Haftanın Kİtaplığı – 9 Ekim 2022
Okuyacak çok kitap var seçmek zor diyorsanız yeni çıkan kitaplar arasından yaptığımız derlemeye göz atabilirsiniz
KARANLIK BİR GECEDE SESSİZ EVİMDEN ÇIKTIM – PETER HANDKE
Çağdaş Avusturya edebiyatının en özgün adlarından biri olan Peter Handke, yoğun ve güçlü anlatımıyla okura sanki meydan okur. Karanlık Bir Gecede Sessiz Evimden Çıktım, onun sıradışı anlatımının bir örneği. Avusturya’da Salzburg kenti yakınlarında çevresinden soyutlanmış bir yerleşim yeri olan Taxham’ın eczacısı, bir gece evinden çıkar, kasabanın açıldığı bozkırda, tek başına, upuzun bir yolculuğa başlar. Başına yediği bir darbeyle konuşma yeteneğini yitiren eczacı, yolculuğun bir bölümünde yanına katılan iki yol arkadaşı ve yer yer yaşamına giren bir kadın dışında kimseyle iletişim kurmadan düşsel bir dünyada gerçeküstü bir serüven yaşar. Yaşadıklarını, daha sonra, dili çözülünce, bir ‘yazıcı’ya anlatır. Gerçek ile gerçekdışının ustaca harmanlandığı Karanlık Bir Gecede Sessiz Evimden Çıktım, günümüz insanının yalnızlığını ve iç dünyasını acımasızca gözler önüne sererken, okuru bir aynanın karşısında çıplak bırakıyor. Bir büyük ustanın kaleminden benzersiz betimlemelerle, şaşırtıcı gerçeklerle yüklü bir roman.
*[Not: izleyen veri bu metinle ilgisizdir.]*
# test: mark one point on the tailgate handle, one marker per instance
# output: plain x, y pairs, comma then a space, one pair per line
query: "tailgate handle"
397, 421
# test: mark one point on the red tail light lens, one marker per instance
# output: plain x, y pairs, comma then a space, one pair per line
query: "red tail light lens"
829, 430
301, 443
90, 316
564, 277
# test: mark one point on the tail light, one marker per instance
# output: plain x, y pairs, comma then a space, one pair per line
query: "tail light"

ÇEMBER APARTMANI – DEFNE SUMAN
Defne Suman’ın İstanbul’un son yetmiş yılında dolaşan, hikâyesinde hüznün ve matemin olduğu kadar dostluğun, direnişin ve ümidin de yer aldığı yeni romanı Çember Apartmanı, Doğan Kitap’tan çıktı.
Yitip giden İstanbul’a bir ağıt niteliğindeki Çember Apartmanı, İstanbullu Rum Periklis Drakos’un anılarını, hem aşk ile tutkunun hem de acıyla kaybolan Beyoğlu’nun hikâyesini anlatıyor.
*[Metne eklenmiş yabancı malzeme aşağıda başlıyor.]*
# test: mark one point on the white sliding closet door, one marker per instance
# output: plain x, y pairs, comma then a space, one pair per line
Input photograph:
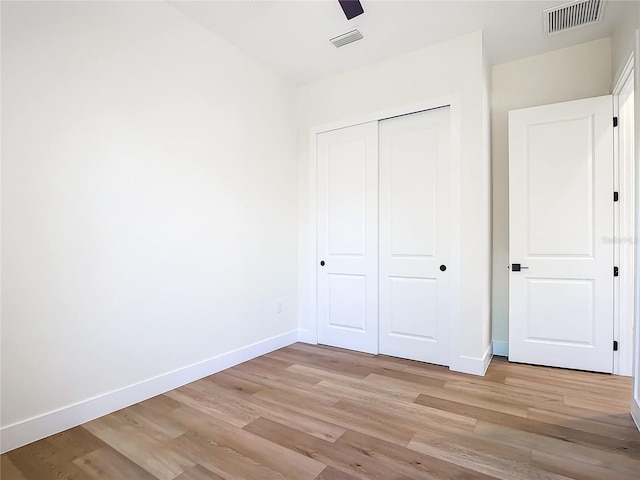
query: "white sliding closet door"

Yetmiş beş yaşındaki İstanbullu Rum Periklis Drakos, koronavirüs günlerinde, doğup büyüdüğü Çember Apartmanı’ndaki dairesinde anılarını kaleme almaya başlar. Mahallede kendine bir ev arayan Leyla’ya ilk görüşte âşık olur. Artık anılarını kendini Leyla’ya anlatmak için yazacaktır.
“Yağmur bastırmıştı. Temrin Yokuşu’ndan Dolapdere’ye içinde çalı çırpıyla seller akıyordu yine. İstanbul gri bir perdenin ardında yitip gitmişti. Tam da bana lazım olan dekor. Kalemi elime aldım. İnce mavi mektup kâğıtlarımın kırışıklıklarını elimle düzelttim. Yazdıkça Leyla’yı daha çok düşünüyor, onu düşündükçe daha çok yazmak istiyordum. Böyle bir çemberin içinde bulmuştum kendimi. Belki de matemin panzehriydi aşk.”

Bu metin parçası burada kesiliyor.